3.    Valuing supportive and compassionate leadership 

Finally, the quality of leadership and management during times of crisis and uncertainty is so important and can have a big bearing on staff experience and wellbeing. 

Instinctively, it might feel that ‘command and control’ is needed in this situation and that more relational aspects of leadership must wait until the immediate crisis has been dealt with. However while decisiveness and clear communication are essential, it is important to avoid the misconception that strong leadership cannot also be kind and compassionate. It is encouraging, therefore, to hear that staff working in the NHS report that they are finding their leaders to be more supportive, appreciative and collaborative during the crisis.

Of course, this style of leadership doesn’t just happen, it needs conscious effort. Leaders need support as well as time to reflect and learn from their experiences.
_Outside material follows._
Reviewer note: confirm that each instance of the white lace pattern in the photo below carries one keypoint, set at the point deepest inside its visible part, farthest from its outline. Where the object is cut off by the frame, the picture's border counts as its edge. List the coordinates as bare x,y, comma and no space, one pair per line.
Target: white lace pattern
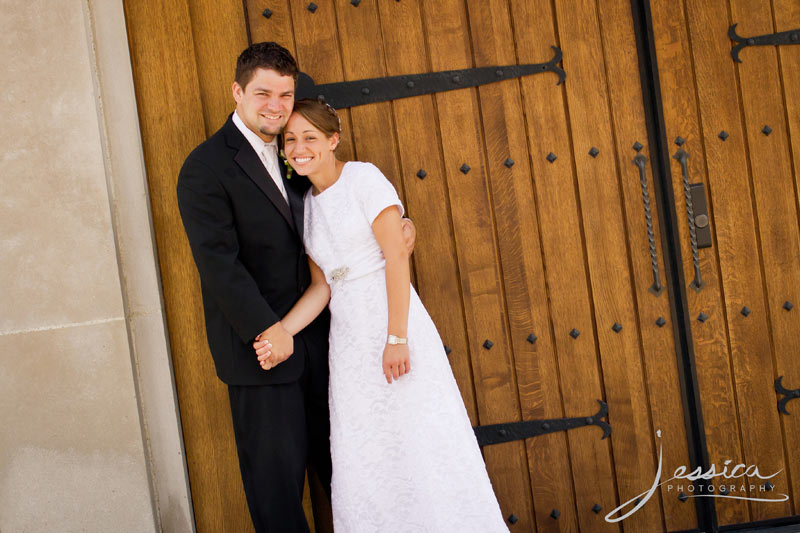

Working with Hult Ashridge Executive Education, we are supporting action research with up to 60 leaders who have taken part in our GenerationQ programme to allow them to reflect and to capture their insights on leading teams through COVID-19. We want to know what they are learning about what ‘good leadership’ and team support looks like during a period of sudden transformational change, and what feels important to sustain in the future. 

Looking to the long term

It’s likely the working lives of NHS staff will be affected by coronavirus for months or even years ahead, with other challenges appearing as we open services back up with huge waiting lists and deal with the wider effects of lockdown on people’s health. 

NHS staff will continue to quietly respond to these challenges, away from the media spotlight and long after the public shows of appreciation fade. That’s why it’s so important that the positive changes prompted by this pandemic relating to how staff are supported, can be turned into learning that improves working life and wellbeing for people working in the NHS in the long term.